Concluidos los saludos de rigor y las presentaciones comenzamos la marcha hacia la iglesia. En ese instante empezaron las campanas a sonar con fuerza en un volteo festivo. Las miradas de los chicos y chicas al nuevo sacerdote y los comentarios que susurraban las mujeres -hombres apenas había- parecían aprobatorios. Se le veía muy campechano, contrastando con la mirada del arcipreste un tanto altanera. Llegados al templo nos sentamos –los chicos conmigo, en los bancos de la izquierda; las chicas con su maestra a la derecha- y esperamos a que saliera de la sacristía vestido con alba, estola y capa pluvial. El acto fue sencillo y breve. Nos dio las gracias por el recibimiento y anunció que venía a servir al pueblo, que podíamos acudir a él siempre que lo necesitáramos; estaba ilusionado con el estreno de su sacerdocio y esperaba la colaboración de todos los feligreses. Al salir del templo, el sargento de la Guardia Civil comentó en voz alta que con curas así casi no haría falta maestros. No quise ponerle en evidencia, pero aquellas palabras me pusieron a la defensiva.
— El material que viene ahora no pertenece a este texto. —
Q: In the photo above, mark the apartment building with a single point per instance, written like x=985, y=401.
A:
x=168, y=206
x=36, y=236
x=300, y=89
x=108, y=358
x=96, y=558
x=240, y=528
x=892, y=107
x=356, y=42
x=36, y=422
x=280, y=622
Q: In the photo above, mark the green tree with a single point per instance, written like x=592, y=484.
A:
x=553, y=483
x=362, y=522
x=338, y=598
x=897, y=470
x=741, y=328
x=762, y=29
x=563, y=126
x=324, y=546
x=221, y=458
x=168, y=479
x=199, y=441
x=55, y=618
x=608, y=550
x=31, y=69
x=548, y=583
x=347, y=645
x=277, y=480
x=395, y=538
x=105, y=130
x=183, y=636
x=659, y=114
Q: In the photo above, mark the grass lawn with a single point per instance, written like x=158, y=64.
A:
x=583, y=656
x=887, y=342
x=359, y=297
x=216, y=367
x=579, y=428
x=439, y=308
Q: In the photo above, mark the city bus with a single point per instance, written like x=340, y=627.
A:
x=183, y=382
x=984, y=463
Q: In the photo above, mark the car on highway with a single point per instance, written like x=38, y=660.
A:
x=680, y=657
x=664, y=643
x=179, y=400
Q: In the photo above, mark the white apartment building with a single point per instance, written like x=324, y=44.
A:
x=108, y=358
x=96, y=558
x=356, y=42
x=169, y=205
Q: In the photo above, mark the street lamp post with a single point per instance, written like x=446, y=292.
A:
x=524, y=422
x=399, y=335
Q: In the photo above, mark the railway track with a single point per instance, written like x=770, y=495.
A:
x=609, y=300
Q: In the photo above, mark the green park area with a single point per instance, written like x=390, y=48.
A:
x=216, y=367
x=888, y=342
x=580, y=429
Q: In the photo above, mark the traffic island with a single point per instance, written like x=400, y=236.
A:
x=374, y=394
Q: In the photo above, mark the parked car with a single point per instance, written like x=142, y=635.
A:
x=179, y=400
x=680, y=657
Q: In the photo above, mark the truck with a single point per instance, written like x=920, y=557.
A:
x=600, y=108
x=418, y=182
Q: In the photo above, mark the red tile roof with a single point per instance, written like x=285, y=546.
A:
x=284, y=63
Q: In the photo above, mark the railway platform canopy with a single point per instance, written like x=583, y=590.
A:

A los pocos días el sacerdote me visitó en mi casa. Se le veía feliz y animado. Hablamos de los chicos y de los proyectos que tenía sobre la juventud. Quería contar con mi ayuda en algunos de sus planes. Me contó que era sacerdote de vocación tardía -iba para abogado pero se marchó a Comillas a estudiar Teología-, que la misión sacerdotal en los pueblos le atrajo y decidió ejercerla. Me habló de las normas que el Concilio Vaticano II preparaba sobre la normativa litúrgica de decir la misa en castellano y de cara a los feligreses, así como el que los sacerdotes pudieran ir sin sotana para que la gente los viera como personas normales, sin privilegios. Quería vivir “encarnado” con el pueblo, sobre todo con los más necesitados. Estas ideas renovadoras hicieron que mi simpatía hacia él naciera y el temor primitivo de tener a un sacerdote inquisidor de la vida de los demás desapareció.